Chicos, en la primavera de 2007, cuando tú, Marco, estabas a punto de nacer, vuestra tía Clara conoció a vuestro tío Nino.  

Pues vaya cosa, diréis vosotros. ¿Y para hablarnos de algo tan simple y tan aburrido como el destino nos has hecho sentarnos aquí en lugar de dejarnos lanzar los cojines por los aires y dar volteretas sobre el escay rojo? Ya sé que eso es lo que os gustaría estar haciendo. Sobre todo hoy, que en esta casa todo el mundo parece estar unos decibelios más histérico de lo habitual. No os preocupéis, chicos. Están nerviosos por la boda. Se les pasará. Mientras tanto, si me lo permitís, voy a interrumpir un rato vuestros juegos, porque me apetece mucho contaros cómo conocí a vuestro tío. 

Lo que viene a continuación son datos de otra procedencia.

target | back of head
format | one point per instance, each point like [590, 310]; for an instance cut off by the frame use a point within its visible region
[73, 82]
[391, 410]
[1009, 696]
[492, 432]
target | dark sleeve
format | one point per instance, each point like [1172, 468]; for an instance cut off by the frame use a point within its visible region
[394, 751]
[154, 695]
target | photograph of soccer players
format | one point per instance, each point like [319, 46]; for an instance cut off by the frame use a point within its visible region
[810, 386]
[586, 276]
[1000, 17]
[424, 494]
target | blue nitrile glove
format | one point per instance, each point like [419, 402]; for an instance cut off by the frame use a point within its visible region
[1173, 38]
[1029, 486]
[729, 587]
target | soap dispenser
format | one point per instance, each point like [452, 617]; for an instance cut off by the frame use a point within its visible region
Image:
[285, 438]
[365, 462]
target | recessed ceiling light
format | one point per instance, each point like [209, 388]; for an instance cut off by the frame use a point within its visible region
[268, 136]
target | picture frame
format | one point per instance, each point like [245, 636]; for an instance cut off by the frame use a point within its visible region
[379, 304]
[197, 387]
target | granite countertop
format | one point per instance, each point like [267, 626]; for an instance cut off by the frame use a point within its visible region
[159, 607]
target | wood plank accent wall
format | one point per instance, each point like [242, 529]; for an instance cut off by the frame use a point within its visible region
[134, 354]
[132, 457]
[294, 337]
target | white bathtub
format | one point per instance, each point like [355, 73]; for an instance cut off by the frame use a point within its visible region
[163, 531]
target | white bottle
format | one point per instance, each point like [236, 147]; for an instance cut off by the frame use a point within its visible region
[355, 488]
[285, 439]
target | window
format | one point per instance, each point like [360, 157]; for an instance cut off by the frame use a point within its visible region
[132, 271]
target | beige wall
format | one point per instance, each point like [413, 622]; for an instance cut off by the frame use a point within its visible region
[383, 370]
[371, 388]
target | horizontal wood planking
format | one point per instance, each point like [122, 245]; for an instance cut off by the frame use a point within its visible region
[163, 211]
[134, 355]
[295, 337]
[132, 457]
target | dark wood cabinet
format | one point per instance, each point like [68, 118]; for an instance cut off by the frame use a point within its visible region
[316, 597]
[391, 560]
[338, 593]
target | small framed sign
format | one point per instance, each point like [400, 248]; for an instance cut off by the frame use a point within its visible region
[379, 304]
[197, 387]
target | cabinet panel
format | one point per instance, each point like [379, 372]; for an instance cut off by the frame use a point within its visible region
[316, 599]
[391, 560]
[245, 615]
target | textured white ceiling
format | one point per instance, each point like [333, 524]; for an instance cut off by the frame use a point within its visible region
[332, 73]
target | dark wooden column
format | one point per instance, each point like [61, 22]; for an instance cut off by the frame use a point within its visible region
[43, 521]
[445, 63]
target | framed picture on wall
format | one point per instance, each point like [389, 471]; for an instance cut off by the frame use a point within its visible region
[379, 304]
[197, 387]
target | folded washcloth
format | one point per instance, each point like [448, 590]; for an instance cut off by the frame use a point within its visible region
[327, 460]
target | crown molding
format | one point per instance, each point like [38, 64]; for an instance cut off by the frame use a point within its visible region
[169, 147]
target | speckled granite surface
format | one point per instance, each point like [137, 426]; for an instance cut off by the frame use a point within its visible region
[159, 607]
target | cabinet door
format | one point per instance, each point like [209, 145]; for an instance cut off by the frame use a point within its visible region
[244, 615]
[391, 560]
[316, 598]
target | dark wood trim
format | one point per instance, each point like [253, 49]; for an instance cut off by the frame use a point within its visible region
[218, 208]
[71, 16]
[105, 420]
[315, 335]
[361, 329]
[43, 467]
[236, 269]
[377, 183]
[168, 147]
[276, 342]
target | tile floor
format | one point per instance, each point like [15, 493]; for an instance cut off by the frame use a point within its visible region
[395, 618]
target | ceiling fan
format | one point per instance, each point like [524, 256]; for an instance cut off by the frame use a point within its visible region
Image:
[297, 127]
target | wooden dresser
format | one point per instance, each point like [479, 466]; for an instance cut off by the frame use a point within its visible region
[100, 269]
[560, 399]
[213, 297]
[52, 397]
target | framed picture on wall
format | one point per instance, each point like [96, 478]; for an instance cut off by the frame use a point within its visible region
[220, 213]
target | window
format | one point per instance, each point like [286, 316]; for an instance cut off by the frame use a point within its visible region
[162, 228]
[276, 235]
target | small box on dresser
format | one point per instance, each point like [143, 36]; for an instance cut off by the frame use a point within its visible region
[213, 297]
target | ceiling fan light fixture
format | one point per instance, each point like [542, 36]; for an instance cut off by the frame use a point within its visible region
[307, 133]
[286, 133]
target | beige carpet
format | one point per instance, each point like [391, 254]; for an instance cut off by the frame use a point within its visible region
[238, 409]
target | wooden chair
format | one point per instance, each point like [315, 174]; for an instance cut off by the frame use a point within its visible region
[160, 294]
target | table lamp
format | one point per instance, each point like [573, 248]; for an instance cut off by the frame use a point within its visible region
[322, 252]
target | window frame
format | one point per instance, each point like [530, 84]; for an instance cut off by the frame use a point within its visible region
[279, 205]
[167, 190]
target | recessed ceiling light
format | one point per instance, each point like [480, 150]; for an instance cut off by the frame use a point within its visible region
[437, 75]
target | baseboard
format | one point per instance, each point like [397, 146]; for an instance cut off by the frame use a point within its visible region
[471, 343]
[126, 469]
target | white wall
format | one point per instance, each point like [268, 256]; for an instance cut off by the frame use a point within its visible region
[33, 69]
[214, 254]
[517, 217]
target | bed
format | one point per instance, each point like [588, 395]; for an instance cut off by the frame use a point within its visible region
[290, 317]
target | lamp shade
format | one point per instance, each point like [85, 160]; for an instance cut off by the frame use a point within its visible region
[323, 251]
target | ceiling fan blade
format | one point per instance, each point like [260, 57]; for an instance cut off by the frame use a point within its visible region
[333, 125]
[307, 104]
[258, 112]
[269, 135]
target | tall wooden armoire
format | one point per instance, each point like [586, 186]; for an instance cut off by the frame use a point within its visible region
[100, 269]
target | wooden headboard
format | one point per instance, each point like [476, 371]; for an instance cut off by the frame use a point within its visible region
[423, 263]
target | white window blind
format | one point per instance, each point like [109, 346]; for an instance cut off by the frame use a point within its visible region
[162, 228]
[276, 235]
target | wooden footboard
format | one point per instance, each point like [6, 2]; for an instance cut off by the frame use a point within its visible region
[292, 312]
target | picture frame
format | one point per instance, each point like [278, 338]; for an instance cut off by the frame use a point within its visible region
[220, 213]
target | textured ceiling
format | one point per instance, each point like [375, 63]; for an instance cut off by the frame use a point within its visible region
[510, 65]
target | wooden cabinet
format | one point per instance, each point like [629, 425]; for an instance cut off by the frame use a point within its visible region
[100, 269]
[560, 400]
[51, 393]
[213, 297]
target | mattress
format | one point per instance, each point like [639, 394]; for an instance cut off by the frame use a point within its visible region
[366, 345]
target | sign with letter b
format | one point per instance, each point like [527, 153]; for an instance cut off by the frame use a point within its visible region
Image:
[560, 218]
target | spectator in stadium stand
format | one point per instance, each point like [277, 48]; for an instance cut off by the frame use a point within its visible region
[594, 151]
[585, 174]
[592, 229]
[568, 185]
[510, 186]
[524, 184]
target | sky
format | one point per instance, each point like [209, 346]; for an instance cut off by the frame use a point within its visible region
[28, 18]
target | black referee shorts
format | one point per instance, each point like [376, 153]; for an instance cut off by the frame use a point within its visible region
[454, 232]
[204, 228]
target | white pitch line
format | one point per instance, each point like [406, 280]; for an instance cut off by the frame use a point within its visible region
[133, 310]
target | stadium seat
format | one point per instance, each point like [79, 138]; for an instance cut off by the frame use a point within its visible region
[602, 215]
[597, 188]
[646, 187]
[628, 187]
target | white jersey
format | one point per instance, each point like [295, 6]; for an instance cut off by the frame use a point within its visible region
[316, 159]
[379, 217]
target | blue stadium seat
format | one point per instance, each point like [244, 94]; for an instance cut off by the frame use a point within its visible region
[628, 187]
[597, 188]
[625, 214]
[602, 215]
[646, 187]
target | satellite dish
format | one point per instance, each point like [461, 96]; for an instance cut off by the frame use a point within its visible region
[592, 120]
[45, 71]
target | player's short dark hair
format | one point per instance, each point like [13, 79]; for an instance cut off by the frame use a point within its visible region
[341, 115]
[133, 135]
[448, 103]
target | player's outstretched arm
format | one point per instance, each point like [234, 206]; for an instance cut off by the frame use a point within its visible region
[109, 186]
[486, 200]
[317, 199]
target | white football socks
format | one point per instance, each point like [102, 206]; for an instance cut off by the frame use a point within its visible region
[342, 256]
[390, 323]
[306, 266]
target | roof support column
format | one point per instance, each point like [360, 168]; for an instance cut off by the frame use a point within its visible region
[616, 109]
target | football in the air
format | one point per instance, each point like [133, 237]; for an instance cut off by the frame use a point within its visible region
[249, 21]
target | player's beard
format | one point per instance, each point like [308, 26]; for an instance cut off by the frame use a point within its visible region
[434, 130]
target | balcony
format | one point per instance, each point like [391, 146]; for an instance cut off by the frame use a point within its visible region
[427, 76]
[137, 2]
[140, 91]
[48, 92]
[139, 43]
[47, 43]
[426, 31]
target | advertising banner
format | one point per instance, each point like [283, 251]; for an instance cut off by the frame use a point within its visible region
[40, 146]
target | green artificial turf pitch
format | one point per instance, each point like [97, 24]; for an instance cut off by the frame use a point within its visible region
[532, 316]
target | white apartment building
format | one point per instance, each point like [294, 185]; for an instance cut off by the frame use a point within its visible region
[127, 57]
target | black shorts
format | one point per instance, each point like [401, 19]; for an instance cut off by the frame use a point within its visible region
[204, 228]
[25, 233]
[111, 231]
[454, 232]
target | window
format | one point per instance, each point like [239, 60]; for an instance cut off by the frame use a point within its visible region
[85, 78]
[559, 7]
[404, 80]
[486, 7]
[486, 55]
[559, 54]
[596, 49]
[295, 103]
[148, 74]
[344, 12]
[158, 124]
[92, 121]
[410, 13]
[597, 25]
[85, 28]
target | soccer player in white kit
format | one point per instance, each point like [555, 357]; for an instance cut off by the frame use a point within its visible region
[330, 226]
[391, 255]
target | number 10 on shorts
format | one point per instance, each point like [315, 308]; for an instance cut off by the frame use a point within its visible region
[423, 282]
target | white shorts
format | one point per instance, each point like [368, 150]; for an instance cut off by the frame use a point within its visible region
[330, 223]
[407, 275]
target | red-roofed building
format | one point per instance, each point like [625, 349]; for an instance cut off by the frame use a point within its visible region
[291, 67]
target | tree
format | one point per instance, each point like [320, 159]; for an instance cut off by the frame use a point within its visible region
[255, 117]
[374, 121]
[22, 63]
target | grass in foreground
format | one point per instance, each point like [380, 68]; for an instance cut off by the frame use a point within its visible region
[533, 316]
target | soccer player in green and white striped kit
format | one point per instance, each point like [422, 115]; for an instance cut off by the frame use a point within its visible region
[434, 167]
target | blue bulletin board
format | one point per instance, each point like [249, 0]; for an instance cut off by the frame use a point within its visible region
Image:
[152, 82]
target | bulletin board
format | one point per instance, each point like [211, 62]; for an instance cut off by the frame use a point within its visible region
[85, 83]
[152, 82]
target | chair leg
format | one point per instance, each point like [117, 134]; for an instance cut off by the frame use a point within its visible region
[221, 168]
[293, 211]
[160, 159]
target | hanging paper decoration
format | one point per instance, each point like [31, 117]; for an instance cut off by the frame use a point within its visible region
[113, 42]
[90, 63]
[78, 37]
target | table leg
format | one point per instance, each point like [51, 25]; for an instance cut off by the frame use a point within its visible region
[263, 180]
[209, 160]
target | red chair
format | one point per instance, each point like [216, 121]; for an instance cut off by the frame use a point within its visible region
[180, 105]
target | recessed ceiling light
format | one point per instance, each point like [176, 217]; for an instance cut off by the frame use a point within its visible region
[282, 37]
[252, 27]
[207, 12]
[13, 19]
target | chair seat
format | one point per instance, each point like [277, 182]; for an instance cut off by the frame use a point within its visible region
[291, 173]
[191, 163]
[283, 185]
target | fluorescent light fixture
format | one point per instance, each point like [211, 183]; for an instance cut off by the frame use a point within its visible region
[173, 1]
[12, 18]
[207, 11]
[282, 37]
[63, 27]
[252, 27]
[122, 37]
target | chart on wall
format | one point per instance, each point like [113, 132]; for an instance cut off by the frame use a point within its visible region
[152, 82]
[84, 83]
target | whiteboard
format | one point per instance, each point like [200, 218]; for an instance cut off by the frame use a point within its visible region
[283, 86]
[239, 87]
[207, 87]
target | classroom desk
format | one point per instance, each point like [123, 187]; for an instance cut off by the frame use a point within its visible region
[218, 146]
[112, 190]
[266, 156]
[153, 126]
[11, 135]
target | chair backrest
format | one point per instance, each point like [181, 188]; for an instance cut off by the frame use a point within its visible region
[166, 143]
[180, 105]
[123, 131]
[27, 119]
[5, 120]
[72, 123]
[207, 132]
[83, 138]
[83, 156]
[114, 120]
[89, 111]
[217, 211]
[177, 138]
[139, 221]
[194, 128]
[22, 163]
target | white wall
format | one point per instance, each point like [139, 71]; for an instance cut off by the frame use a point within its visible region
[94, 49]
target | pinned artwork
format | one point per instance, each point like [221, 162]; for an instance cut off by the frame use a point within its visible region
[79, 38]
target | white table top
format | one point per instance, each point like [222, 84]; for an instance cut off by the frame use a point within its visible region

Estoy segura de que a estas alturas ya habréis tenido ocasión de escuchar la historia de Internet, la de la caravana de mujeres y la de cierto partido de balonmano. Pero ¿cuál es la auténtica?, os preguntaréis. Pues lamento deciros que todas, chicos. Todas son genuinas. Y ninguna de ellas, ninguna de las pequeñas historias que forman parte de esa otra historia grande y maravillosa, una historia que en realidad no empieza (ni termina) en 2007, son simples o aburridas. Porque todas esas pequeñas historias son las que nos han traído a vuestro tío Nino y a mí misma en volandas hasta aquí, hasta la noche antes de nuestra boda. 

Tal vez el hecho de que dos personas se conozcan no tenga ninguna ciencia, lo sé, pero no fue así en nuestro caso. Porque vuestro tío Nino y yo no nos conocimos, chicos. Vuestro tío Nino y yo confluimos. Y esta es la única y verdadera historia de cómo lo hicimos.